Studies of Vortioxetine have demonstrated success, based on the unique ability of this antidepressant to act as an antagonist for 5-HT7 and 5-HT3 receptors. Vortioxetine is also a formidable agonist for 5-HT1A and a partial agonist for 5-HT1B receptors. Lundbeck reported that 8 out of 10 of Phase lll studies showed significant improvement in patients who received Vortioxetine versus the participants who received the placebo. Additional positive data emerged from a multicenter Phase lll trial, which was published in the International Clinical Psychopharmacology journal, which showed consistent successful results after treating an elderly patient group of participants ages 65 and older. The patients in this Phase lll study suffered from recurrent depressive disorder and were in dire need of different and effectual treatment. There were six clinical studies that led to the decision by the FDA to approve the immediate use of Vortioxetine.

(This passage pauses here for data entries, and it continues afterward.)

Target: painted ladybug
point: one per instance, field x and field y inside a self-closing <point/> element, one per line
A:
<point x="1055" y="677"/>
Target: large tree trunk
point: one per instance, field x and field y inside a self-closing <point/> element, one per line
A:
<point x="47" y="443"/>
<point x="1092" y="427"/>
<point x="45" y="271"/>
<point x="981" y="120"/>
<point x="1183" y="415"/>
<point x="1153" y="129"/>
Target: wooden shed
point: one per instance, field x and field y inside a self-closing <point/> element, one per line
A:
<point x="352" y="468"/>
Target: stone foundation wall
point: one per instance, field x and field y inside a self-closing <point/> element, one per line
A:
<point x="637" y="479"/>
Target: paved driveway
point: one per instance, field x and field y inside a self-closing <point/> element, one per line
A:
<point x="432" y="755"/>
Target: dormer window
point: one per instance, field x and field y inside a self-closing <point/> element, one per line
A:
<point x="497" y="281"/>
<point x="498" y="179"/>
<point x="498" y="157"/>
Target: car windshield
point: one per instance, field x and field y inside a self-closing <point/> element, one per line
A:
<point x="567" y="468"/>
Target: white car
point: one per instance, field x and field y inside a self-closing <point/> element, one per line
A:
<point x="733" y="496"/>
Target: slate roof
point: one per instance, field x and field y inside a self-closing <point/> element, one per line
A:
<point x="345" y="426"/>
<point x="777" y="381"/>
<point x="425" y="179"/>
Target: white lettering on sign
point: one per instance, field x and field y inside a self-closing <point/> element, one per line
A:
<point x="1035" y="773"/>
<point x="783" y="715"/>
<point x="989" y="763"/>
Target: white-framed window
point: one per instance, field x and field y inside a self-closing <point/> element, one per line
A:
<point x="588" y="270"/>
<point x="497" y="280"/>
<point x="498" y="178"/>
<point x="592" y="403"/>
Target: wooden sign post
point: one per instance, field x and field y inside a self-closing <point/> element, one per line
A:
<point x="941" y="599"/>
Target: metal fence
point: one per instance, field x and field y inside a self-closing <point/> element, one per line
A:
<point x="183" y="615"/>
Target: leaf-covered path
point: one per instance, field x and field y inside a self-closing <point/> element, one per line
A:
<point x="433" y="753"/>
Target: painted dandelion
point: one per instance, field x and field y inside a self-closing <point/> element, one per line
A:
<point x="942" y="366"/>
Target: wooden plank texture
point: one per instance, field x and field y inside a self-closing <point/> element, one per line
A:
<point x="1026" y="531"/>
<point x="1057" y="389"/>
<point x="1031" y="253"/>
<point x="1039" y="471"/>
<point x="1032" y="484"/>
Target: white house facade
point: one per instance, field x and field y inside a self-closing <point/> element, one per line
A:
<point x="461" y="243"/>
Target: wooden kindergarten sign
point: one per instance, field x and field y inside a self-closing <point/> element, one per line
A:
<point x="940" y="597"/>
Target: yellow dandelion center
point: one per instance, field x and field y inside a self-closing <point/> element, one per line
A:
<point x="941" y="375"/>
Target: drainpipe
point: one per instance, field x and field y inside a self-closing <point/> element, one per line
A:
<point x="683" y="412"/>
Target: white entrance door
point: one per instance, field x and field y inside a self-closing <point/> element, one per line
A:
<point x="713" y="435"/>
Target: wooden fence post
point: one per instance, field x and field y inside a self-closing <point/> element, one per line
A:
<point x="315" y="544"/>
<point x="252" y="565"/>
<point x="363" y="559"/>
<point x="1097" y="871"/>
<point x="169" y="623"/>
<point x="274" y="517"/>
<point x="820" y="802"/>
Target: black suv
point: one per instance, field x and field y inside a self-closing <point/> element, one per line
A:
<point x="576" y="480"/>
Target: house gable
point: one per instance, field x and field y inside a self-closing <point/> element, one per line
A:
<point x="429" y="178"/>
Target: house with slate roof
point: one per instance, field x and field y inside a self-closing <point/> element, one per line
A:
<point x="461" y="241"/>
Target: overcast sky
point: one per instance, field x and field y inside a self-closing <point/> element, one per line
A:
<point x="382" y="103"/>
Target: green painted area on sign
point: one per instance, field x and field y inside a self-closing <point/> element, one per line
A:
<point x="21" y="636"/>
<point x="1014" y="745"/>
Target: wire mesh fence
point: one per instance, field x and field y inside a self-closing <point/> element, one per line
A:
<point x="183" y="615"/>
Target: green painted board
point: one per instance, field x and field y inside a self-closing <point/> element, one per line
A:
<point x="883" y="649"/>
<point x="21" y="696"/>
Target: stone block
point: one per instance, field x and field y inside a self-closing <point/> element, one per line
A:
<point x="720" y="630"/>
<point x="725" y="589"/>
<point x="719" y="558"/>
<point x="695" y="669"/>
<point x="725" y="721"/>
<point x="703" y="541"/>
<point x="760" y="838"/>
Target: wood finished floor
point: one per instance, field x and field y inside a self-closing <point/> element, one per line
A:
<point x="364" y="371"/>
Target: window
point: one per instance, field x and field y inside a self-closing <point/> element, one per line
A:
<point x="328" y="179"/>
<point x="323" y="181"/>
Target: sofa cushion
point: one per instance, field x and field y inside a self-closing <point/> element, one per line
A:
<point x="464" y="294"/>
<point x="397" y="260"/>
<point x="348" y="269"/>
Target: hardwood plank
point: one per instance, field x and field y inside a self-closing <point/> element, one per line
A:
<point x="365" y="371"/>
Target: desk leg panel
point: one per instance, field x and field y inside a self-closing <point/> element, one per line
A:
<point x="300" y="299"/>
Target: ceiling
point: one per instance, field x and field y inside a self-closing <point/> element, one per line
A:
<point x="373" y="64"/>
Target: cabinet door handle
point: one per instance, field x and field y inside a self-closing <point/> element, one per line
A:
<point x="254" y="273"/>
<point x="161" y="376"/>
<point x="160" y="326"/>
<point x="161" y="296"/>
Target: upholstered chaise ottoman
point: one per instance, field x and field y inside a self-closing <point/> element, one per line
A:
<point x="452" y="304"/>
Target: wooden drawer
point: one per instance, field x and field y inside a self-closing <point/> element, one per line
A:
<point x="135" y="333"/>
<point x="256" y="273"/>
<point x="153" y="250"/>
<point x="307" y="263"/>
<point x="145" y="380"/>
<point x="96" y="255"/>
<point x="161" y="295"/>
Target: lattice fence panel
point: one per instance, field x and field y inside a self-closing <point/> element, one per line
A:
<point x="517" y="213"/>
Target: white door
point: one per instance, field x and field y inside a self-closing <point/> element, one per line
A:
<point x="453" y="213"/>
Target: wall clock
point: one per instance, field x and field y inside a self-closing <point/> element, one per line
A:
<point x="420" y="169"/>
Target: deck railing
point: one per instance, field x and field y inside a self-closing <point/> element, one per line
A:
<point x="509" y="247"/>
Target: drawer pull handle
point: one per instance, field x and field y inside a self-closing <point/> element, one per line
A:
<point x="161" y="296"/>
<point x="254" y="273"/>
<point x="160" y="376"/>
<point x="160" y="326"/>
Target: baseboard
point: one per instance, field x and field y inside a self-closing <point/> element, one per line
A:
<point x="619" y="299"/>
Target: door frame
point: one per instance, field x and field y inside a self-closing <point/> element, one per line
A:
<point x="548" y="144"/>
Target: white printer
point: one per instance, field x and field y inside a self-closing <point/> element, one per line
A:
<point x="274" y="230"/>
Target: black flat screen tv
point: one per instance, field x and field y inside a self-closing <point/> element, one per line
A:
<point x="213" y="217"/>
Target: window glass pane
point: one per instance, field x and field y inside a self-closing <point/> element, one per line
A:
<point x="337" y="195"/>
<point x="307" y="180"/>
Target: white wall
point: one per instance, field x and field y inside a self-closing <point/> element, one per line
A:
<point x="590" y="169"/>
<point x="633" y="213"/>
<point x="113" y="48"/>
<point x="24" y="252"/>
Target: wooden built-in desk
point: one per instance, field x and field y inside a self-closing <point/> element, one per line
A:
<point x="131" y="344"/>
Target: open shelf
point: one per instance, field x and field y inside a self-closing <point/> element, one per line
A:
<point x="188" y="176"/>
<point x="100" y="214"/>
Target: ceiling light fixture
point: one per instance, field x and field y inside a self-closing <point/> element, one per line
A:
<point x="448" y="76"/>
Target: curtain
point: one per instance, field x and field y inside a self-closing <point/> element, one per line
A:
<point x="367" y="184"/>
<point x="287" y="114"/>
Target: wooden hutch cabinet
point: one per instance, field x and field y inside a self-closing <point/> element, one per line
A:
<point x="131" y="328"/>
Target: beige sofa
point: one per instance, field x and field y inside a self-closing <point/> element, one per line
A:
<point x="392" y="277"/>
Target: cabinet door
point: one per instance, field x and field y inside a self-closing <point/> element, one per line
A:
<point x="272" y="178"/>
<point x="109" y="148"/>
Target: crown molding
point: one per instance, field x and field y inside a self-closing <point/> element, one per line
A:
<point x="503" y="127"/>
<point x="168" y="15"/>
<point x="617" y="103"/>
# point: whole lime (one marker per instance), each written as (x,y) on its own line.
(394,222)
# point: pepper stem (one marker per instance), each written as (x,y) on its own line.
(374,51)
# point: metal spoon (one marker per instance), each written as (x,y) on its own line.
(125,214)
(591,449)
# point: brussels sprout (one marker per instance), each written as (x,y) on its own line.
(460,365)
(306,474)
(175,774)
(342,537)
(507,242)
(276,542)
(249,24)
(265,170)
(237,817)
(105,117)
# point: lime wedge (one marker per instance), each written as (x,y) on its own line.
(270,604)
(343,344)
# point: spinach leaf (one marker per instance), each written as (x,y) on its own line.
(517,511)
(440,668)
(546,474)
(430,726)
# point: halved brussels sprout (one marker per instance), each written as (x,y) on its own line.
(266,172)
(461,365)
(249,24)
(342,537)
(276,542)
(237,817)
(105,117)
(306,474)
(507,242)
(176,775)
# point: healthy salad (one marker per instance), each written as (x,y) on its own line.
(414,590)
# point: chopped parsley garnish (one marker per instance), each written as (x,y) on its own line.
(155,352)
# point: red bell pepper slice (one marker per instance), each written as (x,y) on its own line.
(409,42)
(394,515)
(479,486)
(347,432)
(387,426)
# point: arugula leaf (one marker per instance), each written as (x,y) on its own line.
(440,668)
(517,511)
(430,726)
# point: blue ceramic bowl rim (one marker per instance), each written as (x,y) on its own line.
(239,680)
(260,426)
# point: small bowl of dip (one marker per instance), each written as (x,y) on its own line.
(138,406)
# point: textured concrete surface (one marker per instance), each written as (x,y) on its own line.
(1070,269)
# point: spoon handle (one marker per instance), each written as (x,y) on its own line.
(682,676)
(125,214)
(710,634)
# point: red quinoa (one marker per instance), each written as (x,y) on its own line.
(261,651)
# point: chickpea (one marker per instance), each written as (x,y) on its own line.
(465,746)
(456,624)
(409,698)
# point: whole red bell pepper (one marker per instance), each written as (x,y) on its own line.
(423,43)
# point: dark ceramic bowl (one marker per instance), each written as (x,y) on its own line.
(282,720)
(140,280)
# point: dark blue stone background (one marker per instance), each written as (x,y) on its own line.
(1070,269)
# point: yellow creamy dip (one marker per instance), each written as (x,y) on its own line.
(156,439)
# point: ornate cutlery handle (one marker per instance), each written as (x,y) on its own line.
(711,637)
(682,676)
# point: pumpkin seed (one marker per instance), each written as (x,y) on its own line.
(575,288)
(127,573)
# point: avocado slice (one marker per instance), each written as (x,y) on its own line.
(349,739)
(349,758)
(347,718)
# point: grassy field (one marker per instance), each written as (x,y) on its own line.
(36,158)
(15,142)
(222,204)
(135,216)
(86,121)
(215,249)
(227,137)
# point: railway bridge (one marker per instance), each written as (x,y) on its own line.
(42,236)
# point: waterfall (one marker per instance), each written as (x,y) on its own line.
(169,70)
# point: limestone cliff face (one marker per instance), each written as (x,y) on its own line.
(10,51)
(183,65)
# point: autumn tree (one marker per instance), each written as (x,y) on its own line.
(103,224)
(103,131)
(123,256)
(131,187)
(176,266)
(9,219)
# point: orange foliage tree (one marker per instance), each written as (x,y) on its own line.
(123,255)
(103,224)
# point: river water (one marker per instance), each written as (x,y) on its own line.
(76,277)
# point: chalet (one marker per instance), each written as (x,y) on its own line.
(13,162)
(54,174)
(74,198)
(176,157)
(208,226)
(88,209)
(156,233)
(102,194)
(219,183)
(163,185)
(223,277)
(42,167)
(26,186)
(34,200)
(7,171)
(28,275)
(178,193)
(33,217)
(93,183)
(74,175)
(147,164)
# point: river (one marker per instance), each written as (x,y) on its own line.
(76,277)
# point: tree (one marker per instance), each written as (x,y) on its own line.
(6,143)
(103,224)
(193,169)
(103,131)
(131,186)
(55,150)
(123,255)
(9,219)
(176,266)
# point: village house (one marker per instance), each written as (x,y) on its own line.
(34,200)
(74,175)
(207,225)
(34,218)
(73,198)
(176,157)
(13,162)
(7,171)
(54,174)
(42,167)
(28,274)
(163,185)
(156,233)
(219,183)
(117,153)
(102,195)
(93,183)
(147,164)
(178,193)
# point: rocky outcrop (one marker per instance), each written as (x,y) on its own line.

Currently dispensed as Brintellix, Vortioxetine is available as 5, 10 and 20 milligram tablets. Titration is recommended, with the starting dose for the majority of adults starting with a dose of 10 milligrams. Adverse reactions were minimal, with nausea being the chief complaint from a small number of patients. The often reported “fuzzy” head and cognitive side effects, typically reported from patients who take antidepressants, were nonexistent for patients who were treated with Vortioxetine. One specific study, published in Clinical Pharmacology and Therapeutics in June 2013, offered promising data. This randomized study focused on the effects of antidepressants Vortioxetine and Mirtazapine on cognitive and driving abilities. Participants in this study were administered either 10 milligrams of Vortioxetine, 30 milligrams of Mirtazapine, which is a comparable dose, or a placebo pill. The 24 participants were then assessed as to the effects of the antidepressant on their cognitive functions, driving abilities, and psychomotor performance. The patients who received Mirtazapine displayed impairment, both psychomotor and cognitive when assessed on the second day of the study. There were no patients who experienced any impairment in cognitive, driving or psychomotor skills from the group who received Vortioxetine, at any time during this fifteen day study.
According to the World Health Organization Major Depressive Disorder affects roughly 121 million people worldwide, and often proves to be a debilitating illness for many of these patients. Only about one-third of the patients with Major Depressive Disorder experience remission from their symptoms after first stages of treatment, leaving two-thirds of patients to experience an unsuccessful treatment outcome. Vortioxetine appears to be a viable option for this hard to treat patient population.